- Gmail Authorization and getting spam and non spam mails from Gmail.
- Putting all of them inside HDFS.
- Using Spark MLlib's Naive Bayes Model generator to generate spam model and classification of test mail.
- com.david.utilities.gmail.GmailAuthorize.java authorizes you to use your gmail account.
- Put your client_secret.json in the src/main/resources folder.
- com.david.utilities.gmail.GmailUtility.java gets messages from gmail.
For more info about Gmail Api: https://developers.google.com/gmail/api/?hl=en
- Start your Hadoop single node or cluster.
- Put the core-site.xml and hdfs-site.xml in src/main/resources folder.
- com.david.utilities.hdfs.HdfsUtility.java puts messages into HDFS.

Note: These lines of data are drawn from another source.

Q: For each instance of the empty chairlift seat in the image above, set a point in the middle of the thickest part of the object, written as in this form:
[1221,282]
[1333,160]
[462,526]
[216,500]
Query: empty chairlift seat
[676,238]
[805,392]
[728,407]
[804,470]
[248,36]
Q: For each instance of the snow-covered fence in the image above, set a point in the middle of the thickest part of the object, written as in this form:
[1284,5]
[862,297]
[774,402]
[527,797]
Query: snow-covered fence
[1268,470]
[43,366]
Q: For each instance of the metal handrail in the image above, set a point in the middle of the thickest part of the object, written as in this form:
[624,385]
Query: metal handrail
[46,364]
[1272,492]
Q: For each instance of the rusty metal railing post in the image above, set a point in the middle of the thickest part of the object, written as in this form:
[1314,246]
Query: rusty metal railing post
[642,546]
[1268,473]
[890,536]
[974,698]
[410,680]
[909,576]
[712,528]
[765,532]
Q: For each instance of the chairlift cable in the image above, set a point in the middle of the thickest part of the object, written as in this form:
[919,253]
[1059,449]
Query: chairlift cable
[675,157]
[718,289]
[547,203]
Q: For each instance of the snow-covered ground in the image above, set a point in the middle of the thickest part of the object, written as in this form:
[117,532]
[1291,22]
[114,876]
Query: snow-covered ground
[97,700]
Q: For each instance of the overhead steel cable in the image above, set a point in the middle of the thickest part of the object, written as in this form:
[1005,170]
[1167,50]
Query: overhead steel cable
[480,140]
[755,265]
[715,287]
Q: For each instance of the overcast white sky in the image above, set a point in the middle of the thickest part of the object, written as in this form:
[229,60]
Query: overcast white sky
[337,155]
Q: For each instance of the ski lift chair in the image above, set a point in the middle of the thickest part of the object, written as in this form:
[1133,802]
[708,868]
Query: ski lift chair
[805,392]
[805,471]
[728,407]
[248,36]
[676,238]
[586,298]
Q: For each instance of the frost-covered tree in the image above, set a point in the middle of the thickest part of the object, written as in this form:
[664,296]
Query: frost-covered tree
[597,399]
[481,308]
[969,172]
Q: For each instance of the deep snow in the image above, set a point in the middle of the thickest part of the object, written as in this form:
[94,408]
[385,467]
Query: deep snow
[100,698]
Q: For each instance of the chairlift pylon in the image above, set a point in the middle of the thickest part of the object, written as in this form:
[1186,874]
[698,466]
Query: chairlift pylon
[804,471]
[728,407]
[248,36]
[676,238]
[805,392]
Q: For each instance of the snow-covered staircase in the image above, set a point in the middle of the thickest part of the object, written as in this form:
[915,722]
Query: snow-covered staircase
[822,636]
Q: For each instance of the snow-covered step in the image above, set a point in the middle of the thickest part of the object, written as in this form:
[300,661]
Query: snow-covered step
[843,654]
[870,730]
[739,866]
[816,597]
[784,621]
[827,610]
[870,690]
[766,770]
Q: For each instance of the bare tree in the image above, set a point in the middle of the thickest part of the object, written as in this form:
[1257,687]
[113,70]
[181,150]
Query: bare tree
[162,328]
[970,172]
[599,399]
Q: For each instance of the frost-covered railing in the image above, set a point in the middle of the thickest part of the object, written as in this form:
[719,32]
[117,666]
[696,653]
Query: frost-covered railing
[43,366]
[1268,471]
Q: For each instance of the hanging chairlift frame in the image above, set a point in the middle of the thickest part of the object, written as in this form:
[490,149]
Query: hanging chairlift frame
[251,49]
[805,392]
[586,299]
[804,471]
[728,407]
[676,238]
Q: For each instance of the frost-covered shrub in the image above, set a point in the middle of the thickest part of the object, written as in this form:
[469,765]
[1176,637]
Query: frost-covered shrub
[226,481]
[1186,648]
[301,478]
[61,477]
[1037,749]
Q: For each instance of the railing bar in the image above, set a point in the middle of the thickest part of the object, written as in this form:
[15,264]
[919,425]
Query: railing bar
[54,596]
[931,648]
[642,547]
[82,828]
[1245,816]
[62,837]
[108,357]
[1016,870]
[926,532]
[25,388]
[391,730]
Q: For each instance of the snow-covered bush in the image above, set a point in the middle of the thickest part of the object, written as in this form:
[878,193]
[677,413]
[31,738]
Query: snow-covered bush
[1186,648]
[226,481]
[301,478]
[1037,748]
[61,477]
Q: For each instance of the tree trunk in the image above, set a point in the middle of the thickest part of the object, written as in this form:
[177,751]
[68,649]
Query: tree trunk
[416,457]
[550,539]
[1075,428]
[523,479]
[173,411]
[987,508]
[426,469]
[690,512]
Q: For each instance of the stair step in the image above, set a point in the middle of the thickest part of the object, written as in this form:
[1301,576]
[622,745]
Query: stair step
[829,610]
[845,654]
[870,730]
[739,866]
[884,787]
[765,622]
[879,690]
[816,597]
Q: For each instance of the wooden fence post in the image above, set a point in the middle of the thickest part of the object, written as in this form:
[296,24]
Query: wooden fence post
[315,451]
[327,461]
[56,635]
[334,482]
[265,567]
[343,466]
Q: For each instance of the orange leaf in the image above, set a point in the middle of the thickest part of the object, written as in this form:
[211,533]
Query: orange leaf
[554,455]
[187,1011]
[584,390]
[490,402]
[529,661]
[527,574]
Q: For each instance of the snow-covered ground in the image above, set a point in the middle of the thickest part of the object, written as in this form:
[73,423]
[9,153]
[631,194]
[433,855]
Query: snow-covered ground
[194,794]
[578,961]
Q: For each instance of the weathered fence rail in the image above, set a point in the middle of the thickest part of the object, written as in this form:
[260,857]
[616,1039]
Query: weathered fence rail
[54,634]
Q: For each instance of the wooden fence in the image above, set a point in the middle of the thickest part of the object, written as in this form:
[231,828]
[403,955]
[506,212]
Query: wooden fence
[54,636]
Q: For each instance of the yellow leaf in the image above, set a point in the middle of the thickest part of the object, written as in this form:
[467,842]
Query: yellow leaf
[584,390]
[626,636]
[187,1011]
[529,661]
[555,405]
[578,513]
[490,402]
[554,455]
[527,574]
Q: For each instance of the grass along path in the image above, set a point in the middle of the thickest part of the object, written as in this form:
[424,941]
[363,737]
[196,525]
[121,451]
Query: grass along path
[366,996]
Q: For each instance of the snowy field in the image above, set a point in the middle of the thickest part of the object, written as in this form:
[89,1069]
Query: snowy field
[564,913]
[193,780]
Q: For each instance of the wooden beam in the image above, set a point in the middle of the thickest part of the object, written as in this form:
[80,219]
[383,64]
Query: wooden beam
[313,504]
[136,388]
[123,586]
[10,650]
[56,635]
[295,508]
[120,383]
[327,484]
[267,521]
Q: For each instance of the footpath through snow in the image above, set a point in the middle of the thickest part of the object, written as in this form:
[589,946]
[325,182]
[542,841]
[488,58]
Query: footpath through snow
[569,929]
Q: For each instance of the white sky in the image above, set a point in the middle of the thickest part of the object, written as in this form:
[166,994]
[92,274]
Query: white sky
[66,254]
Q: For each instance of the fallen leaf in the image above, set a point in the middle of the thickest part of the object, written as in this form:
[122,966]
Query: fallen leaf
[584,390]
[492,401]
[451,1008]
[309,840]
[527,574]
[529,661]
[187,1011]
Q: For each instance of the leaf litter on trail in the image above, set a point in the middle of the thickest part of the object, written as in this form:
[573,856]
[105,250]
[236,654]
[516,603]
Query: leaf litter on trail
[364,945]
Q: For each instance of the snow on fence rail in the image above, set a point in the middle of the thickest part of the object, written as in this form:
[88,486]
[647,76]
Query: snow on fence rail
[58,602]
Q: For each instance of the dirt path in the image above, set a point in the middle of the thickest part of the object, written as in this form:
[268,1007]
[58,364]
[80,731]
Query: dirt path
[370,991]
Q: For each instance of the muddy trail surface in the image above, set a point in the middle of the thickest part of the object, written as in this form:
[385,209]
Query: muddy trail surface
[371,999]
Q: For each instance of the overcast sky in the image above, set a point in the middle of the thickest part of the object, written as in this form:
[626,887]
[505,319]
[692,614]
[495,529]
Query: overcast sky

For more info about Hadoop and how to setup your cluster go to my blog ;) : http://daviddecoding.com/blog/tutorial/installing-hadoop/
Using Spark MLlib's Naive Bayes Model generator to generate spam model and classfication of test mail
- com.david.utilities.spark.SparkUtilities.java uses Spark MLlib to generate a Naive Bayes Model.
- Then it classifies test mail as Spam or Non-Spam.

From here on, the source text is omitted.